Jane Katungi, the mother to the late Nimusiima, appeals to the government to take responsibility for its citizens. She says there should be a thorough investigation of all alleged cases of negligence at the hospital.
Kedureesi Kyarikunda’s baby died on the hospital’s verandah
Another case is about Kedureesi Kyarikunda from Kyamparagata, Kalagara, Katovu-Marongo in the new district of Lwengo.
She says she went to the hospital on the 25 May this year because she knew her day to give birth was almost due.
“When I reached at the hospital I told the nurses that I was feeling labour pains but they didn’t mind at all. I remained at the hospital for two days and on the second day I gave birth from the verandah. But because there was nobody to help me the baby swallowed blood and died,” she narrates with tears flowing down her cheeks.
Agness Nabakooza died with her unborn child
On this fateful day Agness Nabakooza had gone to give birth at a private hospital belonging to one of the senior medical doctors from Lyantonde hospital.

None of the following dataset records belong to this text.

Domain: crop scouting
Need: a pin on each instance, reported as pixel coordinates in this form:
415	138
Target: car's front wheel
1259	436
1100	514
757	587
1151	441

This doctor also handled the majority of cases mentioned in this article.
When Nabakooza, accompanied by her mother and husband, reached the private hospital the doctor examined her and declared that the unborn child was already dead.

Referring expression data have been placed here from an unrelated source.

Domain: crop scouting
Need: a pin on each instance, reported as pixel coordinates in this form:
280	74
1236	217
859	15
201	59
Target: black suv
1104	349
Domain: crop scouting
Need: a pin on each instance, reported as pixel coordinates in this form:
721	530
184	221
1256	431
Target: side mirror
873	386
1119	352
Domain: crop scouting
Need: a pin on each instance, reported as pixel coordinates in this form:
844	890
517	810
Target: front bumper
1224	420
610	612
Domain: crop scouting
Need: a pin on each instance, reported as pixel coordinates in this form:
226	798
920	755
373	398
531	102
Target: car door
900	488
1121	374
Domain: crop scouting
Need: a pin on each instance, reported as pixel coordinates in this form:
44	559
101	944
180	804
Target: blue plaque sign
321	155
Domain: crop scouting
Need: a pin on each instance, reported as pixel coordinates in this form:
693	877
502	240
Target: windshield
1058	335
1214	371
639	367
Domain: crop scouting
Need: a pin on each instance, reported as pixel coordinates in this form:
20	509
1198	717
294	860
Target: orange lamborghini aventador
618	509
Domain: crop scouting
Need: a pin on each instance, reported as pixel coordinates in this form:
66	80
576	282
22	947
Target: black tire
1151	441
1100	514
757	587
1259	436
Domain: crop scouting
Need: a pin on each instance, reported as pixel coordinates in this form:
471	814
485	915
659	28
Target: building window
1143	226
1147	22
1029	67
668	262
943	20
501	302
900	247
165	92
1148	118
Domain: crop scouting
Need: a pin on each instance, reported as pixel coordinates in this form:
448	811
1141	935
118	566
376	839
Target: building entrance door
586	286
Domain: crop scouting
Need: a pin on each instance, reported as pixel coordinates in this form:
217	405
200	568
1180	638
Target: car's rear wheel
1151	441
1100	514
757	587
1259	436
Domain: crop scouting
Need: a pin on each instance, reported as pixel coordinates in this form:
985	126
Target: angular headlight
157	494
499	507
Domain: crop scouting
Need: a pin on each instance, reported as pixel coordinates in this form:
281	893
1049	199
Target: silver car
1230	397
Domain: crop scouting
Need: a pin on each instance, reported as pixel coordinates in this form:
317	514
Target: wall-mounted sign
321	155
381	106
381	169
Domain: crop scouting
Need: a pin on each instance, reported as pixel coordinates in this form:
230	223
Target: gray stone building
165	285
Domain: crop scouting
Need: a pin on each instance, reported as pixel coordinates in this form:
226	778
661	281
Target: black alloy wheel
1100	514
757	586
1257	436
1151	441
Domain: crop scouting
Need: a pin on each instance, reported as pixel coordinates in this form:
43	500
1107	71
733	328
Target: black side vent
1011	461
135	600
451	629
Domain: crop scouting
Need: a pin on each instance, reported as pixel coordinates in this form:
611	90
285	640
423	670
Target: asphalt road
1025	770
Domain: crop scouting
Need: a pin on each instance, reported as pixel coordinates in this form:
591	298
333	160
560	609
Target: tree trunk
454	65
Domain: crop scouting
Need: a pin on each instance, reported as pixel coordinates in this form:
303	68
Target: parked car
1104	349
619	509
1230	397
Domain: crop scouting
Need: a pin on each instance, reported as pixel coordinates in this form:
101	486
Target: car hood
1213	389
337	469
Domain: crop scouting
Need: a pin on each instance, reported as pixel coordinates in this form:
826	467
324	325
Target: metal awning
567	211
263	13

After the pronouncement the doctor left the place and went to do other things. In the meantime the health of Nabakooza was deteriorating. Her mother, whom I talked to, says the doctor returned in the evening and charged them 30,000 shillings to write for them a referral letter to take the patient to Lyantonde hospital.
But Nabakooza’s mother says when she they reached Lyantonde hospital the doctors examined the pregnant woman and declared her dead.
Kitalimanywa Kamaali died ‘because of a piece of cloth left in her uterus’
There are many other cases like that of Kitalimanywa Kamaali, who relatives say died because a doctor operated on her and left a piece of cloth in her uterus. I talked with the father of Kitalimanywa who said they even displayed the cloth at the burial. But his wife was uncomfortable with the press and refused to let me take pictures of their family members. She said if she did they would face it rough the next time they visited the hospital because the same doctor is the one they would find there.
There are many cases like the above that go unreported at the hospital. I talked to women in all the six villages that I visited and they said they are worried because of what is happening at Lyantonde hospital.
“When we get pregnant, we start trembling because we think that we have started our last journey,” one woman, Jessica Aine, said.
The population in Lyantonde and surrounding districts who use the hospital demand that government intervenes into this matter to save our mothers.